Immunoblotting and Immmunoprecipitation

Cells were lysed as previously described (19), the lysate cleared by centrifugation at 14,000 × g for 10 minutes, and the supernatant fraction used for immunoblotting. For immunoblotting of cytochrome c, mitochondria-free cytosolic fraction from control and berberine-treated cells was prepared (20). Proteins were resolved by SDS-PAGE and transferred onto a nitrocellulose membrane. After blocking with 5% nonfat dry milk in blocking buffer [20 mmol/L TBS (pH 7.5) containing 0.1% Tween 20], the membrane was incubated with the desired primary antibody for 1 hour at room temperature. The membrane was then incubated with appropriate peroxidase-conjugated secondary antibody and the immunoreactive bands were visualized using the enhanced chemiluminescence (Amersham Biosciences Corp., Piscataway, NJ) method. To ensure equal protein loading, each membrane was stripped and reprobed with antiactin antibody to normalize for differences in protein loading.
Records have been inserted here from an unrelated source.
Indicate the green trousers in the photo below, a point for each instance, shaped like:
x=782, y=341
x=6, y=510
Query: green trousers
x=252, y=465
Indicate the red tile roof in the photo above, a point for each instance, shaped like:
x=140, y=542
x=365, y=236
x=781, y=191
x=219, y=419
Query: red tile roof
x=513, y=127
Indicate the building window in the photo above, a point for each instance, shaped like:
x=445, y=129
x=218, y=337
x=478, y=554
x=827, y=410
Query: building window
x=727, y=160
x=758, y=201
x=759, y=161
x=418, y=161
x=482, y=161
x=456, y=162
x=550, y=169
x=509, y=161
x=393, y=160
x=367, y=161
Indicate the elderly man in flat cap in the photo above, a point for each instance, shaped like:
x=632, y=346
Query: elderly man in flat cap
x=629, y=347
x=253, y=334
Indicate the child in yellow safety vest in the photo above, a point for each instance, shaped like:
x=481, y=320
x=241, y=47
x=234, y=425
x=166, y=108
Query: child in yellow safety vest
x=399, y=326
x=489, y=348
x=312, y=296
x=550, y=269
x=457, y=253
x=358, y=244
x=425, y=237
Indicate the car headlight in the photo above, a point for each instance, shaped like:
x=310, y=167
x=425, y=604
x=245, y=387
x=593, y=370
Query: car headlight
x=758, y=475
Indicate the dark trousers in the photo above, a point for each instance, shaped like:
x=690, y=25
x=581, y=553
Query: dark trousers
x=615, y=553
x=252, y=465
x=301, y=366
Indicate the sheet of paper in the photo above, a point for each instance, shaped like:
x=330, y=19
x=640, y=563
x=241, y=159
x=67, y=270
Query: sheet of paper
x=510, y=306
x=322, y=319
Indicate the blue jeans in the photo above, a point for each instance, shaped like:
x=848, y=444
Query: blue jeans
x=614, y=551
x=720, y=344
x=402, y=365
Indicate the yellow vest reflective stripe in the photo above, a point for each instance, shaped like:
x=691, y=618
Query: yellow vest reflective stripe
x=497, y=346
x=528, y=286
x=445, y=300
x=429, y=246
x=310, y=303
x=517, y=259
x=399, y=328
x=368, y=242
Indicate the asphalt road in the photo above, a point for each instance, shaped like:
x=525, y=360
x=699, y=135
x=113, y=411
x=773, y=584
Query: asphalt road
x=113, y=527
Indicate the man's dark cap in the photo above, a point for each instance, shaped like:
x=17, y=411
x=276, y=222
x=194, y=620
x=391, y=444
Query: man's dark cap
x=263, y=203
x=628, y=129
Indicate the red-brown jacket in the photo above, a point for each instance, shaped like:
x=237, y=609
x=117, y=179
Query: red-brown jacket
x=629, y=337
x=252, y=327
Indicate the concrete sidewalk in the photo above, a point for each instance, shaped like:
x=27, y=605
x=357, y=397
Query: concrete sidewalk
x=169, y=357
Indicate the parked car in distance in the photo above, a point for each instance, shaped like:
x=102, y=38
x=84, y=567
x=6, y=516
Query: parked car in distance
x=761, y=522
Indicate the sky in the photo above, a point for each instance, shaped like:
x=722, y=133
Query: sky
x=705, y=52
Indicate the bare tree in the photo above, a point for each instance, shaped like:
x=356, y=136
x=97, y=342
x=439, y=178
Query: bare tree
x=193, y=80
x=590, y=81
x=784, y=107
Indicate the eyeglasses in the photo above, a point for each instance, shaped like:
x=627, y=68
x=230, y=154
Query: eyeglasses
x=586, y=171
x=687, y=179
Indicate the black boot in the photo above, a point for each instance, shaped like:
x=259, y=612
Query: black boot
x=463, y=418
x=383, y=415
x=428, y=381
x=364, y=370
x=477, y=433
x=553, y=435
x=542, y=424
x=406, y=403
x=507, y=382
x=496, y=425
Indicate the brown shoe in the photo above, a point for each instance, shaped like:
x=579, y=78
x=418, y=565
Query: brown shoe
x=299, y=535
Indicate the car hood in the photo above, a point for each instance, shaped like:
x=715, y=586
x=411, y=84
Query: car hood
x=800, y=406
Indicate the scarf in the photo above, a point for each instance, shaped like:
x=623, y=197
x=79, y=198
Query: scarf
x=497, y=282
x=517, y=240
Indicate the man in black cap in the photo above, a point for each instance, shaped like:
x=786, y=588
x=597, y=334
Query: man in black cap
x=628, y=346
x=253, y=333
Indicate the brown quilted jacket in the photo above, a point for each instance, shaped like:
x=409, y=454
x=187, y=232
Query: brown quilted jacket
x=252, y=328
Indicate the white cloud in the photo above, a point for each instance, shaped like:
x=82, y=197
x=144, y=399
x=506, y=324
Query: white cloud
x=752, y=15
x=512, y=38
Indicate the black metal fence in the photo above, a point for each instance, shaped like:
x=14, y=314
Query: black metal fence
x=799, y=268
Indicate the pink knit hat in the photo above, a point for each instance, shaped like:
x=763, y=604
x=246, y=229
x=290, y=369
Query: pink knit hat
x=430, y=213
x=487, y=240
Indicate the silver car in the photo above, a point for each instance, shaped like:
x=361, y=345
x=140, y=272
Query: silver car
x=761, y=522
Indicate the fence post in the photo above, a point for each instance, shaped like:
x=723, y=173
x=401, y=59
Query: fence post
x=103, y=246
For Cdk inhibitor-Cdk binding assay, DU145 cells were treated with vehicle or 100 μmol/L berberine for 48 hours, washed with ice-cold PBS, and whole-cell lysates prepared as previously described (19). Aliquots containing 200 μg of lysate protein were cleared with protein A/G-plus agarose beads (Santa Cruz Biotechnology) for 45 minutes at 4°C. Cip1/p21 and Kip1/p27 proteins were immunoprecipitated from whole-cell lysates using specific antibodies (4 μg) after incubation for 8 hours, followed by the addition of protein A/G-plus agarose beads (50 μL; Santa Cruz Biotechnology), and incubation was continued overnight at 4°C. Immunoprecipitates were washed with lysis buffer and subsequently subjected to SDS-PAGE on 12% gels followed by immunoblotting using Cdk2, Cdk4, and Cdk6 antibodies.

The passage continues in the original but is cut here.